10 Tips to Avoid 'Summer Slide'Worried about "summer slide?" That's the learning loss that happens during the summer months, when children exit the classroom and the academic and developmental gains they made in the past school year begin to erode. This is one slide that's definitely not fun.
"Summer slide is a real phenomenon," says Devra Ashby, public information officer for Colorado Springs School District 11, the largest school district in southern Colorado. "Kids can lose two and one-half months of math instruction and two months of reading instruction over the summer months."
Parents can play an important role in helping children hold fast to their newly attained learning and skills. Summer should be a break from school, not a break from learning, Ashby says.
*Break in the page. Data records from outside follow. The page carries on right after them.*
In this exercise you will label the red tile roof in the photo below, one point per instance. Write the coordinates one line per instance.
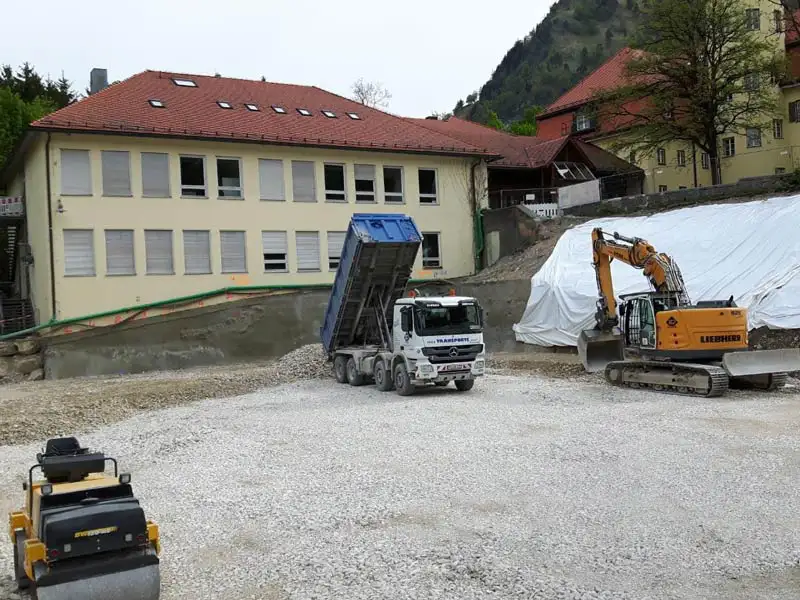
(193, 112)
(516, 150)
(607, 76)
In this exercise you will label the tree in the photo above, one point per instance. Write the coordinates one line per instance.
(371, 94)
(697, 73)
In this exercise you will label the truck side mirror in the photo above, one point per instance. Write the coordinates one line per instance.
(405, 320)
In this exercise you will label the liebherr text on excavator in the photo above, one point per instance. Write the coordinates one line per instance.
(662, 341)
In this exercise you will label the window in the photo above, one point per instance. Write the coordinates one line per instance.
(196, 252)
(393, 185)
(233, 251)
(270, 179)
(365, 183)
(753, 137)
(155, 175)
(76, 173)
(728, 146)
(431, 251)
(427, 186)
(274, 246)
(307, 243)
(158, 252)
(116, 167)
(334, 183)
(78, 252)
(753, 18)
(777, 129)
(335, 245)
(304, 187)
(229, 177)
(119, 252)
(193, 176)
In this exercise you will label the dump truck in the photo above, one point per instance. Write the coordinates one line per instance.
(374, 331)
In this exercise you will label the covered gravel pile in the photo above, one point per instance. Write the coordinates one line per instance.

Finding ways to encourage a child to read, think and discover is key to setting up a successful return to school at summer's end.
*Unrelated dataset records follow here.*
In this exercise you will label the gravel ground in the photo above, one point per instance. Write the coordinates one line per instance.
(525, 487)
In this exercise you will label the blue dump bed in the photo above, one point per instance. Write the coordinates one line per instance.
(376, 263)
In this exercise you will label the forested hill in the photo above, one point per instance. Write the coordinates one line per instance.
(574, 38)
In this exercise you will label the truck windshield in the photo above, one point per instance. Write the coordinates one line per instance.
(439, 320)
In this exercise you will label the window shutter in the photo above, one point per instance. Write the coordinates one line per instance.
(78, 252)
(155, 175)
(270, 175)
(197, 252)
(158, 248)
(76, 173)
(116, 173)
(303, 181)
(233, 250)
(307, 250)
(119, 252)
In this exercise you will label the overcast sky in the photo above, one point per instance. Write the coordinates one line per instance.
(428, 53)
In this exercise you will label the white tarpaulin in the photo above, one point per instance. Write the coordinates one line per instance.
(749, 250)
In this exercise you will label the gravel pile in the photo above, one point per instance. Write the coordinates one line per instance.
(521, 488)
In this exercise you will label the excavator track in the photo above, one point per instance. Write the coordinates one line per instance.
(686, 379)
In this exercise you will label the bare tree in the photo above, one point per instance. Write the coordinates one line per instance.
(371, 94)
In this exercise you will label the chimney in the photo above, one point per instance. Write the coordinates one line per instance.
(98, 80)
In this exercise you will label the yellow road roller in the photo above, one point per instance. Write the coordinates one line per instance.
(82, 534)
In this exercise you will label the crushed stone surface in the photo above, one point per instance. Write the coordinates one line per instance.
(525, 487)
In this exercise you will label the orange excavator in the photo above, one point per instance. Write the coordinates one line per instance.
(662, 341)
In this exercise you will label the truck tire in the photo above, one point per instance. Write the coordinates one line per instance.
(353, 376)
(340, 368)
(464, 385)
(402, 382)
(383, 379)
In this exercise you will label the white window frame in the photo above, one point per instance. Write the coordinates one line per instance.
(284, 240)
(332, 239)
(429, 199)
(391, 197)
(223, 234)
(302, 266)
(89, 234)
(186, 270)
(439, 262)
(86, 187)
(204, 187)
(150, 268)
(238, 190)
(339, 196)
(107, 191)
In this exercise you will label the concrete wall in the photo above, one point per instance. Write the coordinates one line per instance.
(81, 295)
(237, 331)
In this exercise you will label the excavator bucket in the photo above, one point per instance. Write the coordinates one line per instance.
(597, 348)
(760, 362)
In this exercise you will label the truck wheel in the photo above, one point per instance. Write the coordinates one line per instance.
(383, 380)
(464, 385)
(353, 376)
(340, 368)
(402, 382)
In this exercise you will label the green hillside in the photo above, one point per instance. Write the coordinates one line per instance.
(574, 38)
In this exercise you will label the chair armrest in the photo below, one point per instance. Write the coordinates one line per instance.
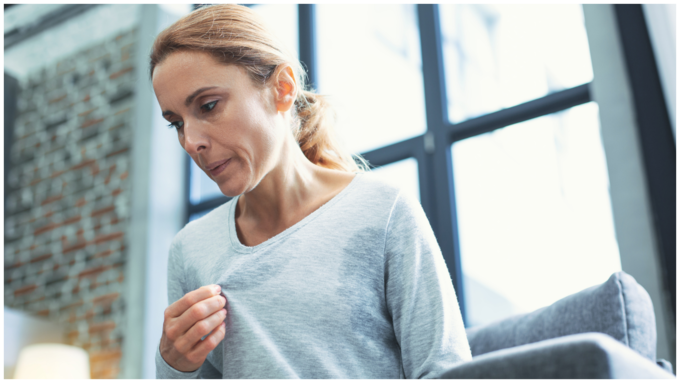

"It's really important to find fun ways to incorporate math and reading into your child's everyday life throughout the summer," says Ashby. "They will come back stronger and have an easier time getting back into their school year in the fall."
And it's not too soon to plan for fall. Summer enrollment for elementary and middle school students new to District 11 takes place July 7, 2014 to July 31, 2014 at 1033 N. Franklin St. in downtown Colorado Springs.
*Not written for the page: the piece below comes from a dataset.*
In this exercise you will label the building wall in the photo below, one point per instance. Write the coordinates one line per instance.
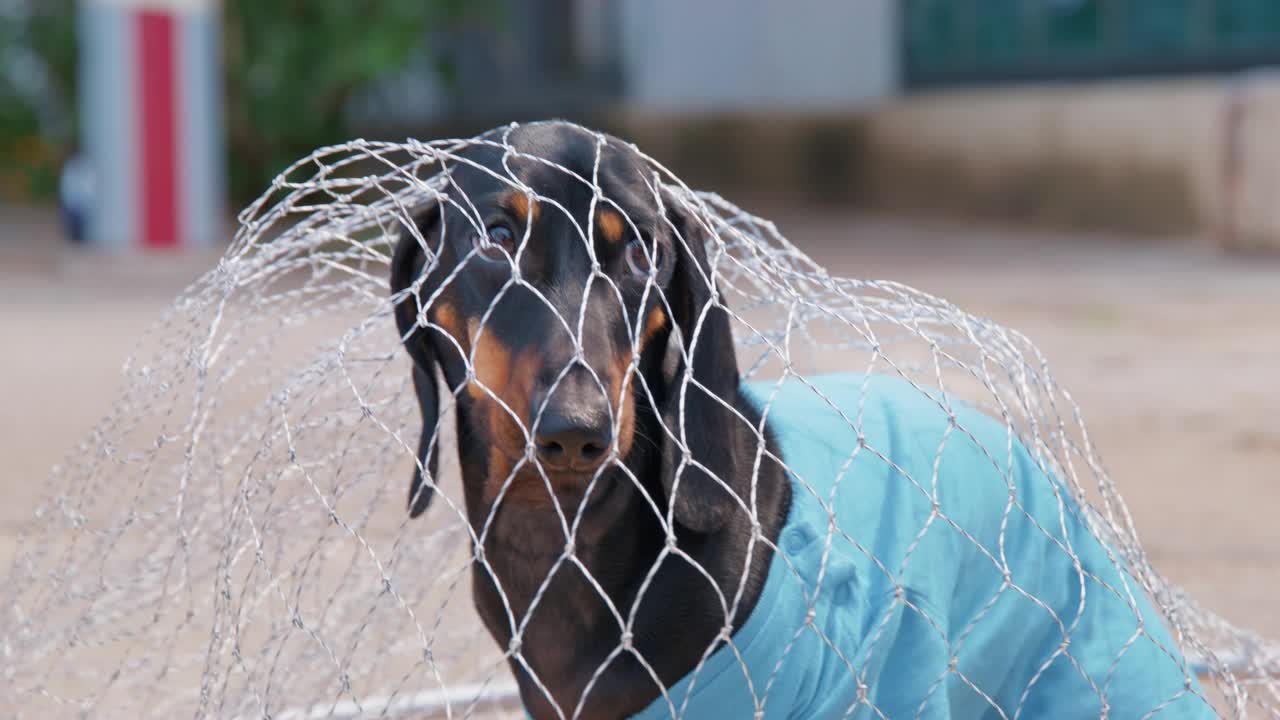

Ashby offers these 10 tips to avoid summer slide:
1. Get kids reading: "Reading just six books over the summer will help struggling readers," says Ashby. Check with teacher to find out their reading level. Help them select books at their age level and reading comprehension level.
2. Join a book club: Sign up for "Fizz Boom Read!," the Pikes Peak Library District's free summer reading program for children. Activities run through July 31. Kids win prizes for reading progress and there's a party at the end of the program. "It's a great way to get them motivated to read books," says Ashby.
3. Visit a library: Libraries at most elementary schools in Colorado Springs School District 11 hold summer hours; call the school to ask about hours. Check out a book or just have fun exploring the shelves.
4. Read out loud: Kids love to be read to-even teens, says Ashby. Check out an audio book from the library to play during car trips.
5. Cook with your kids. Following a recipe will teach children fractions, addition, subtraction and give them practice following instructions. "It's a great bonding time," says Ashby. "They don't realize they are using math skills."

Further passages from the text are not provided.